Em meio a um frágil cessar-fogo que suspende temporariamente mais de dois anos de conflito devastador entre Israel e Hamas, líderes religiosos em todo o mundo ecoam um sentimento uníssono: a ausência de disparos não significa a presença da paz. A mensagem, sublinhada por uma carta aberta de bispos da Igreja Evangélica Luterana Finlandesa, desafia a comunidade internacional a olhar para além do alívio momentâneo e a buscar uma transformação fundamental na região.
Enquanto os primeiros reféns são libertados e prisioneiros palestinos retornam para casa sob um acordo mediado pelos Estados Unidos no início de outubro, a declaração dos bispos finlandeses ressoa com urgência. "Como cristãos, acreditamos que a paz não é apenas a ausência de guerra, mas a presença de Cristo", escreveu Kaisamari Hintikka, bispa da diocese de Espoo. "A paz é um estado a ser buscado, um modo de vida que flui do coração do indivíduo para as comunidades e, finalmente, para o mundo inteiro."
Este apelo por uma paz mais profunda e significativa vai ao encontro de análises teológicas e políticas do antigo conceito bíblico de "shalom". Diferente da noção ocidental de paz como mera interrupção de hostilidades, "shalom" abrange a ideia de integridade, justiça, bem-estar e relacionamentos corretos entre Deus, a humanidade e a criação.
"Um cessar-fogo é uma interrupção temporária. A paz é um período duradouro onde não apenas a guerra termina, mas também há justiça e plenitude", explica o cientista político John Heathershaw. "De uma perspectiva cristã, isso exige arrependimento por parte daqueles que cometeram violência e perdão mútuo. São exigências muito, muito grandes neste contexto."
A ansiedade permanece palpável em Gaza. Relatos da Defesa Civil Palestina sobre disparos das Forças de Defesa de Israel (IDF) mesmo após o início do acordo mancham o otimismo inicial.
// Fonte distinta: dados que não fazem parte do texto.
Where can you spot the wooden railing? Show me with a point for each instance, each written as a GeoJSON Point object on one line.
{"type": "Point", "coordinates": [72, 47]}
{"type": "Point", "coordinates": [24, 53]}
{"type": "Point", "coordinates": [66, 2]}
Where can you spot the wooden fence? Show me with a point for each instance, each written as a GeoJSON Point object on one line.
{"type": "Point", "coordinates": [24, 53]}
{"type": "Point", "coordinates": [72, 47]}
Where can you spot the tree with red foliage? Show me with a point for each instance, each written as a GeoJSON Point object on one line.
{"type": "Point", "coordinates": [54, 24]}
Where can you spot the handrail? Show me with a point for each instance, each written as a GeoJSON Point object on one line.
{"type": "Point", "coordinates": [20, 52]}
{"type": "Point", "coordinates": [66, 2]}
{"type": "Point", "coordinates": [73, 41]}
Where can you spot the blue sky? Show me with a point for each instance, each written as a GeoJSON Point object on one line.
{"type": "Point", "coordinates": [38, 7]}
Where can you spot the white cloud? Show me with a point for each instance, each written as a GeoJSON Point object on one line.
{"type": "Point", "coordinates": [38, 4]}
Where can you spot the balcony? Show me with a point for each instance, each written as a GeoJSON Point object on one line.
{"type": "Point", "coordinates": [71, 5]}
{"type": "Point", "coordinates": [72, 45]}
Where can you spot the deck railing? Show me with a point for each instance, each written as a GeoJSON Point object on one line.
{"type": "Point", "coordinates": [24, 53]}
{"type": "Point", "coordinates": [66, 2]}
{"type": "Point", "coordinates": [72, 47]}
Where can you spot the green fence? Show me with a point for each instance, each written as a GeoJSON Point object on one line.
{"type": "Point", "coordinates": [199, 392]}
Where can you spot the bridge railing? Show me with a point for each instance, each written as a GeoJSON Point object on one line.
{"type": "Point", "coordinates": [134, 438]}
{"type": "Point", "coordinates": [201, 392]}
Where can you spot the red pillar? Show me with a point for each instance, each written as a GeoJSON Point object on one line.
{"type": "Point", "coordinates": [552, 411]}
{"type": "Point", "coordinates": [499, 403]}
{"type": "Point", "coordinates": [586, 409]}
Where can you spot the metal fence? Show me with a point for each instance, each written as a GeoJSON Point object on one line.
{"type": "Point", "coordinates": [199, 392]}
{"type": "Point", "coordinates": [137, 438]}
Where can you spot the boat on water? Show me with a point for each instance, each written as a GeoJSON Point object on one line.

O acordo, que na sua primeira fase prevê a troca de 20 reféns vivos por centenas de prisioneiros palestinos, ainda deixa o destino dos corpos de outros 24 reféns em um limbo doloroso, adicionando uma camada de complexidade às negociações.
A voz dos bispos finlandeses não está isolada. Líderes das igrejas em Jerusalém também emitiram uma declaração conjunta saudando o cessar-fogo como um "primeiro passo", mas pedindo que as negociações se ampliem para "incluir o fim da Ocupação tanto na Cisjordânia quanto em Gaza, levando ao estabelecimento de um estado palestino vivendo lado a lado em paz com o Estado de Israel".
Enquanto figuras políticas como Donald Trump declaram ter "encerrado 3.000 anos de conflito" e o primeiro-ministro britânico Keir Starmer reconhece que uma paz duradoura "não é um desafio pequeno", a mensagem que emana das comunidades de fé é clara. Eles pedem uma profunda mudança cultural e espiritual, argumentando que acordos políticos, embora essenciais, são insuficientes para curar as feridas de gerações.
"Sempre podemos escolher entre a paz e o conflito, o amor e a inimizade", afirma a carta finlandesa. "Essas pequenas escolhas que fazemos todos os dias também contam." O desafio agora é transformar o silêncio momentâneo das armas em uma base sólida para uma "shalom" justa e duradoura para israelenses e palestinos.